Kokomo Tribune; Kokomo, Indiana

December 22, 2013

Tax reform had unintended consequences


Kokomo Tribune

---- — Saying it’s the one glaring exception to Indiana’s generally favorable business tax climate, Gov. Mike Pence and the Indiana Chamber of Commerce are embarking on a quest to end Indiana’s business personal property tax.

Pence has been using the word “reform” because it’s certain that this will be a shift, not a net tax savings. That means that most individuals will be seeing higher taxes to make up for business paying less property tax. The gamble is that the resulting tax climate will spur investment, and that incomes will rise to offset the tax shift.

The irony is that Gov. Mitch Daniels’ 2008 property tax reform is in part responsible for what the chamber is calling a skewed tax burden.

Bill Waltz, vice president of tax and fiscal policy for the chamber, said the 2008 reforms resulted in a $3 billion shift from residential homesteads onto industrial and commercial property.

In Howard County, homesteads and business both have about the same share of the overall assessed value in the county (42 percent each), Waltz said.

Business, however, shoulders 65 percent of the total (personal and real estate) property tax burden here, while homesteads pay 15 percent, he said.

“It’s not just personal property tax, it’s property tax as a whole,” which is causing the imbalance for business, he said.

Property tax caps are enshrined in the constitution, so there’s no going back on that deal. But Waltz said he thinks there are enough efficiencies to be gained at the local level to make up for the loss of business personal property, without cutting services.

That’s where the chamber and the local elected officials in Howard County will disagree, and Waltz said he understands there has to be replacement revenue to make it work.

State Sen. Jim Buck, R-Kokomo, has already had that conversation with Pence’s people, and says he’s been informed that the state doesn’t have enough money to make up for the estimated $1 billion in local revenue loss from a full repeal.

Waltz said he’s aware that some local officials are smelling a potential conspiracy, and are claiming the business personal property repeal proposal is a backdoor attempt at local property tax reform, an attempt to force local consolidation by a “starve the beast” tactic.

“We’re not trying to do that, but the property tax caps have already sort of had that effect. [Property tax reform] has helped locals find efficiencies, but it’s all unbalanced,” he said.

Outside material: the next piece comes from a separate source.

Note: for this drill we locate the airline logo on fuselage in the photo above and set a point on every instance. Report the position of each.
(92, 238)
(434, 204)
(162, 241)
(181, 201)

In Howard County, business personal property tax accounts for about 37 percent of all property tax paid. Raising income tax is a bad option, because taxpayers have already seen the local income tax rate skyrocket by 77 percent in the wake of property tax reform.

“This is going to have to be finessed,” Waltz said of any attempted reform. “It has to be recognized that there are counties that are really seriously impacted by this.”